Willie Burns

Personal information
- Born: 18 November 1910 Anderston, Glasgow, Scotland
- Died: 9 October 1967 (aged 56) Troon, Scotland

Sport
- Sport: Swimming
- Strokes: freestyle
- Club: Maryhill Victoria Thistle Glasgow Police

Medal record
Men's swimming
Representing Scotland
British Empire Games
| Bronze medal – third place | 1934 London | 4×200 yd freestyle relay |

= Willie Burns (swimmer) =

Scottish swimmer

William Burns (18 November 1910 – 9 October 1967) was a Scottish competitive swimmer who specialsed in freestyle and represented Scotland at the 1934 British Empire Games (now Commonwealth Games), winning a bronze medal. He was also selected for the 1928 Summer Olympics for the relay team.

== Biography ==
Burns was a member of the Maryhill Victoria club and was the Scottish junior and Western Counties champion in 1926. By 1928 he was swimming for the Thistle Club, Glasgow and was breaking Scottish records.

Burns was selected for the Great Britain 4x200 metres freestyle relay team for the 1928 Olympic Games in Amsterdam but did not start. In 1931 he was described as being one of the greatest swimmers that Scotland had ever produced.

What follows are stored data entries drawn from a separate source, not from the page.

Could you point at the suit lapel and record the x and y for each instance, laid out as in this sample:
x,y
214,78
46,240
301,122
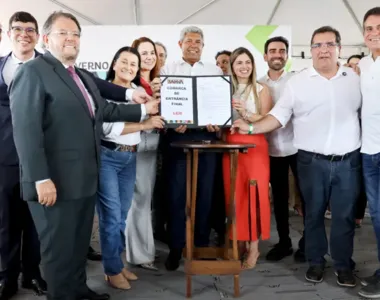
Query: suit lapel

By 1933 and swimming for the Glasgow Police club he had held every Scottish championship from 50 yards to long distance and was once again considered to be one of Scotland's outstanding post-war swimmers.

He represented the Scottish team and won a bronze medal in the 4×200 yd freestyle relay event at the 1934 British Empire Games in London, England.

By trade he was a Glasgow police inspector.